Computers are everywhere, but nationally fewer schools teach computer science than 10 years ago. Imagine an eastern Kentucky where every student understands basic coding and computer science. What would this mean for our region? However our students choose to lead in the changing economy, their ability to succeed will increasingly hinge on understanding how technology works.
According to the new Kentucky Commissioner of Education, Stephen Pruitt, in his December 11 blog post, “Kentucky had a banner week in Education!“ The observance of the Hour of Code was one of the highlights. The Hour of Code is a global movement that gives students an opportunity to learn computer coding, another name for programming. Students in Kentucky, the U.S. and in more than 180 countries around the world took part in the Hour of Code. All teachers in the 17 school districts in the Appalachian Renaissance Initiative, ARI, were invited to participate in this global event. Roy G. Eversole Elementary School’s Computer teacher, Sherri Cornett, introduced her students in K-4 to coding by participating in the Hour of Code. In addition, Hazard Middle School sixth grade students also joined the millions of students around the world in the Hour of Code. Billie Bowling and Ashley Haynes, sixth grade teachers at HMS were excited about involving their students in this global event.
Hazard Independent is also participating in the Appalachian Technology Institute, ATI, a growing Kentucky Valley Educational Cooperative (KVEC) program currently offering 372 middle and high school students with introduction to computer program courses through ARI. Hazard Middle School eighth grade students and Hazard High School students are currently included in ATI. Through programs like ATI and this week’s nationwide Hour of Codeä initiative, classrooms in the seventeen ARI eastern Kentucky school districts have increasing access to creative coding opportunities and daily computer science
ATI teacher and Hour of Code coordinator in Floyd County, Kelly Boles said, “Computer science remains one of the most foreign languages to our students, and for this generation it should be a native language. Its our responsibility as educators and as a nation to make sure they’re exposed to it, and develop an understanding of what is promised to be one of the best career opportunities.”

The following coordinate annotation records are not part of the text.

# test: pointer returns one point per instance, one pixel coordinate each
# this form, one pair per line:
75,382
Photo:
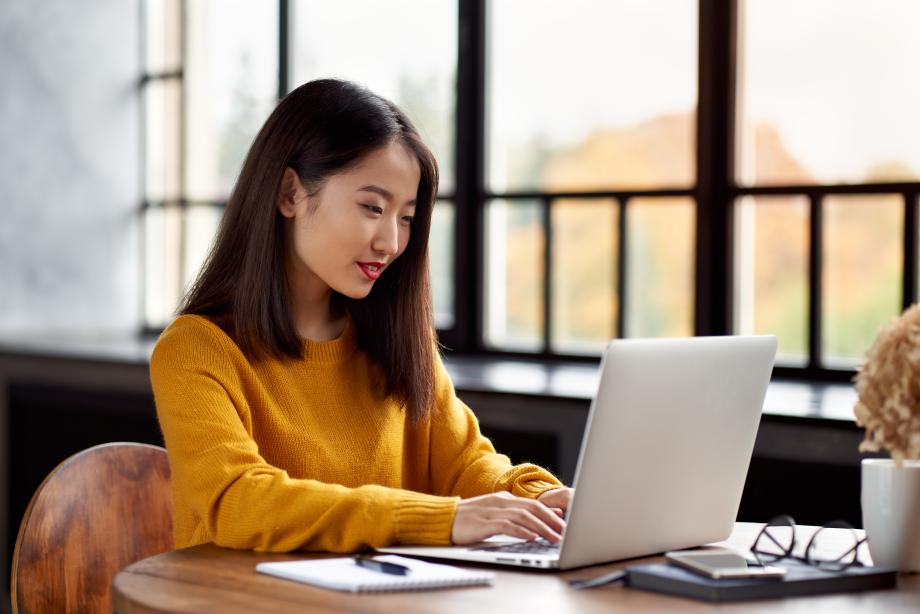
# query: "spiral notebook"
342,574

Last week, thousands of students in KVEC and ARI school districts joined in on the largest coordinated learning event in history: The Hour of Code, during Computer Science Education Week (Dec. 7-13). KVEC hosted a culminating Christmas Coding Carnival on Saturday for students of all ages that featured a variety of robots, coding stations of varying levels, a skype call from Santa, and ended with a drone flight over Hazard that filmed students celebrating and taking turns driving the aircraft.
“This type of learning nurtures problem-solving, logic, and creativity, all skills we need to fuel our economy. By starting early, students have a foundation for success in any 21st-century careers. Our students need to know they can be more than consumers of technology, but builders and developers.” said Dr. Katrina Slone, KVEC and ARI Science Technology Engineering and Mathematics (STEM) lead.